The Women in Science Project (WISP) at Dartmouth College will celebrate its 20th anniversary this week. The celebration coincides with the annual Karen E. Wetterhahn Symposium, also celebrating its 20th anniversary this year.
Events planned for Thursday and Friday, May 19 and 20, will bring together Dartmouth alumnae, undergraduates, graduate students, post-doctoral fellows, and faculty to share experiences, exchange ideas, and discuss strategies for success in their chosen fields.
WISP alumna Amy Palmer ’94, PhD, assistant professor of chemistry and biochemistry at the University of Colorado, Boulder, is the keynote speaker for the Wetterhahn Symposium. Palmer speaks on Thursday, at 4 p.m. in 104 Wilder Hall. Following the keynote address, the Wetterhahn Science Symposium student research poster session will take place in Fairchild Tower, from 5 to 7 p.m. Student posters will also be on view from 8 a.m. to 2 p.m. on Friday.
Other events scheduled for Thursday include an alumnae panel and a mentoring workshop.
Dartmouth’s annual celebration of undergraduate scientific research on campus is named for the late Karen E. Wetterhahn, who was a professor of chemistry and the founding director of Dartmouth’s Toxic Metals Research Program. She died in 1997 at the age of 48 as a result of a laboratory accident involving a highly toxic mercury compound. Wetterhahn was known to students and colleagues as a dedicated teacher and mentor. At the time of her death, she was Dartmouth’s Albert Bradley Third Century Professor in the Sciences.
WISP was co-founded in 1991 by Wetterhahn and Carol Muller ’77, former associate dean for administration at the Thayer School of Engineering. The project was implemented in order to address the disproportionately low number of women in science, mathematics, and engineering by enhancing the experience of Dartmouth’s first-year women and providing students with support beyond the classroom.
WISP has grown steadily since its inception. The number of women majoring in the sciences at the College has more than doubled since it began, from 45 science majors in 1990 to 102 in 2010.
Over the years, WISP has sought to provide more programs for participants. It began by offering first-year research internships, which pairs first-year women with faculty researchers. WISP has since launched additional programs to further its impact, including peer mentoring, which unites upper-class women and first-year women; science teaching seminars for faculty; and WISP’s two–year pilot e-mentoring program that became the foundation for MentorNet, an electronic mentoring network that supports diversity in science and engineering.
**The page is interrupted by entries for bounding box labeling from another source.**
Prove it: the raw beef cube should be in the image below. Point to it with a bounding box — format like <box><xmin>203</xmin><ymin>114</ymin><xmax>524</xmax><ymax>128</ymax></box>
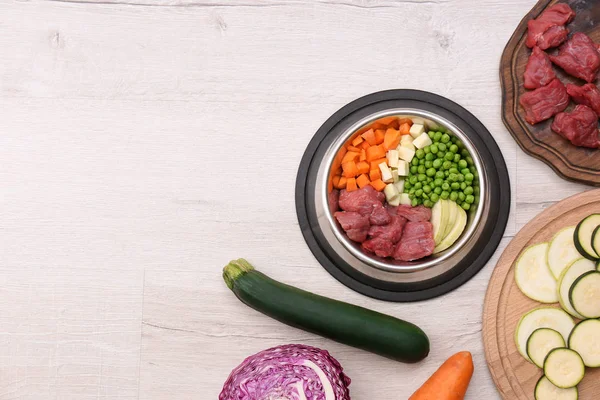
<box><xmin>362</xmin><ymin>237</ymin><xmax>394</xmax><ymax>257</ymax></box>
<box><xmin>519</xmin><ymin>79</ymin><xmax>569</xmax><ymax>125</ymax></box>
<box><xmin>525</xmin><ymin>3</ymin><xmax>575</xmax><ymax>48</ymax></box>
<box><xmin>523</xmin><ymin>46</ymin><xmax>556</xmax><ymax>89</ymax></box>
<box><xmin>552</xmin><ymin>105</ymin><xmax>600</xmax><ymax>149</ymax></box>
<box><xmin>369</xmin><ymin>204</ymin><xmax>392</xmax><ymax>225</ymax></box>
<box><xmin>550</xmin><ymin>32</ymin><xmax>600</xmax><ymax>82</ymax></box>
<box><xmin>369</xmin><ymin>215</ymin><xmax>406</xmax><ymax>243</ymax></box>
<box><xmin>567</xmin><ymin>83</ymin><xmax>600</xmax><ymax>116</ymax></box>
<box><xmin>538</xmin><ymin>25</ymin><xmax>569</xmax><ymax>50</ymax></box>
<box><xmin>339</xmin><ymin>185</ymin><xmax>385</xmax><ymax>216</ymax></box>
<box><xmin>394</xmin><ymin>221</ymin><xmax>435</xmax><ymax>261</ymax></box>
<box><xmin>334</xmin><ymin>211</ymin><xmax>371</xmax><ymax>243</ymax></box>
<box><xmin>396</xmin><ymin>205</ymin><xmax>431</xmax><ymax>222</ymax></box>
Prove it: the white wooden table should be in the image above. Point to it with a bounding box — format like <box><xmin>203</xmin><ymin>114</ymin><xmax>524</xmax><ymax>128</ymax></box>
<box><xmin>0</xmin><ymin>0</ymin><xmax>588</xmax><ymax>400</ymax></box>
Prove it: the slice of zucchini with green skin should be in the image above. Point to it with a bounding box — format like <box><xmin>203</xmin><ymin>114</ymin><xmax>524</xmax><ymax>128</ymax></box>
<box><xmin>515</xmin><ymin>307</ymin><xmax>575</xmax><ymax>361</ymax></box>
<box><xmin>535</xmin><ymin>376</ymin><xmax>579</xmax><ymax>400</ymax></box>
<box><xmin>223</xmin><ymin>259</ymin><xmax>429</xmax><ymax>363</ymax></box>
<box><xmin>544</xmin><ymin>348</ymin><xmax>585</xmax><ymax>389</ymax></box>
<box><xmin>527</xmin><ymin>328</ymin><xmax>566</xmax><ymax>368</ymax></box>
<box><xmin>569</xmin><ymin>319</ymin><xmax>600</xmax><ymax>368</ymax></box>
<box><xmin>558</xmin><ymin>253</ymin><xmax>596</xmax><ymax>319</ymax></box>
<box><xmin>547</xmin><ymin>226</ymin><xmax>581</xmax><ymax>279</ymax></box>
<box><xmin>573</xmin><ymin>214</ymin><xmax>600</xmax><ymax>261</ymax></box>
<box><xmin>569</xmin><ymin>271</ymin><xmax>600</xmax><ymax>318</ymax></box>
<box><xmin>515</xmin><ymin>243</ymin><xmax>558</xmax><ymax>303</ymax></box>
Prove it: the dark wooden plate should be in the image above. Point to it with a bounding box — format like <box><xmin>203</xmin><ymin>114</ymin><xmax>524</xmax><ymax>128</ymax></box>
<box><xmin>500</xmin><ymin>0</ymin><xmax>600</xmax><ymax>186</ymax></box>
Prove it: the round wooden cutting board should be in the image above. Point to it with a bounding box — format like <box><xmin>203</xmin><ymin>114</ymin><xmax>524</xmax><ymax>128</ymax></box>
<box><xmin>483</xmin><ymin>189</ymin><xmax>600</xmax><ymax>400</ymax></box>
<box><xmin>500</xmin><ymin>0</ymin><xmax>600</xmax><ymax>186</ymax></box>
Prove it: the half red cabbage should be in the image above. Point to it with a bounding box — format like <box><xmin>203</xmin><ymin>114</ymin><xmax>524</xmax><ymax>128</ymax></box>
<box><xmin>219</xmin><ymin>344</ymin><xmax>350</xmax><ymax>400</ymax></box>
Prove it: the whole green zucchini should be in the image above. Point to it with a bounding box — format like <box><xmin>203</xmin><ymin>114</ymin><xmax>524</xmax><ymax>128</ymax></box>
<box><xmin>223</xmin><ymin>259</ymin><xmax>429</xmax><ymax>363</ymax></box>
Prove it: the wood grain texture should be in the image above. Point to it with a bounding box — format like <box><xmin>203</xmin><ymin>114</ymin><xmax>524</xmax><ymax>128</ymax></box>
<box><xmin>0</xmin><ymin>0</ymin><xmax>585</xmax><ymax>400</ymax></box>
<box><xmin>483</xmin><ymin>190</ymin><xmax>600</xmax><ymax>400</ymax></box>
<box><xmin>500</xmin><ymin>0</ymin><xmax>600</xmax><ymax>186</ymax></box>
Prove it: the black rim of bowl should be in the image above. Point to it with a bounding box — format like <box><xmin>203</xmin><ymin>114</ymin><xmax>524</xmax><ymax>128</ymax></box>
<box><xmin>296</xmin><ymin>89</ymin><xmax>510</xmax><ymax>302</ymax></box>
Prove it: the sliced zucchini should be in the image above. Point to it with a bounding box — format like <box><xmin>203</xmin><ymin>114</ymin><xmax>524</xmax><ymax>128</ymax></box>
<box><xmin>573</xmin><ymin>214</ymin><xmax>600</xmax><ymax>261</ymax></box>
<box><xmin>515</xmin><ymin>243</ymin><xmax>558</xmax><ymax>303</ymax></box>
<box><xmin>547</xmin><ymin>226</ymin><xmax>581</xmax><ymax>279</ymax></box>
<box><xmin>544</xmin><ymin>348</ymin><xmax>585</xmax><ymax>389</ymax></box>
<box><xmin>569</xmin><ymin>319</ymin><xmax>600</xmax><ymax>368</ymax></box>
<box><xmin>558</xmin><ymin>260</ymin><xmax>596</xmax><ymax>319</ymax></box>
<box><xmin>535</xmin><ymin>376</ymin><xmax>579</xmax><ymax>400</ymax></box>
<box><xmin>569</xmin><ymin>271</ymin><xmax>600</xmax><ymax>318</ymax></box>
<box><xmin>515</xmin><ymin>307</ymin><xmax>575</xmax><ymax>361</ymax></box>
<box><xmin>527</xmin><ymin>328</ymin><xmax>566</xmax><ymax>368</ymax></box>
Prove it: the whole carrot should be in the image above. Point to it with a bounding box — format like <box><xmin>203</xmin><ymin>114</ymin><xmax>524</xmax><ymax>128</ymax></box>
<box><xmin>408</xmin><ymin>351</ymin><xmax>473</xmax><ymax>400</ymax></box>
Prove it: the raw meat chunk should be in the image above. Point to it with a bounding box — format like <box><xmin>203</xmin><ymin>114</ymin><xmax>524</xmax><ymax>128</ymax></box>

Kathy Weaver, assistant director of WISP, has seen the program thrive during her time at Dartmouth. “I have been with WISP since 1996 and what impresses me on this 20th anniversary occasion, besides our inspirational students and dedicated faculty research sponsors, is that the core elements of our program—mentoring, early hands-on research experience, role models, access to information, and a sense of community—continue to be essential for women’s persistence in science, math and engineering.”
“WISP has had a big impact on my interest in science at Dartmouth, and I know it has done the same for many other undergraduate pre-med and science students,” says Joyce Njoroge ’11, who, with Lauren Morrell ’11, is the co-peer mentor coordinator of WISP. “The peer mentorship program has been statistically shown to help retain science majors and minors among the female students on campus.”
In this program, she explains, first-year women are paired with upper-class women based on similar academic and extracurricular interests. “The women talk about time management for their other activities and classes, keeping up academic excellence, and even just what they’ve heard through about professors or courses they may have to take,” says Njoroge, a biology major.
While WISP has been greatly successful at Dartmouth, Margaret Funnell, director of the Women in Science Project and assistant dean of faculty for undergraduate research, notes there is always room for improving the presence of women in the sciences. “Despite the gains women have made in the sciences at Dartmouth and at the national level, there is still much work to be done. Women remain underrepresented in fields such as physics, math, computer science, and engineering,” says Funnell. “WISP will continue to work to address these disparities by providing Dartmouth women with opportunities to connect with faculty, peer mentors and engage in faculty-mentored research.”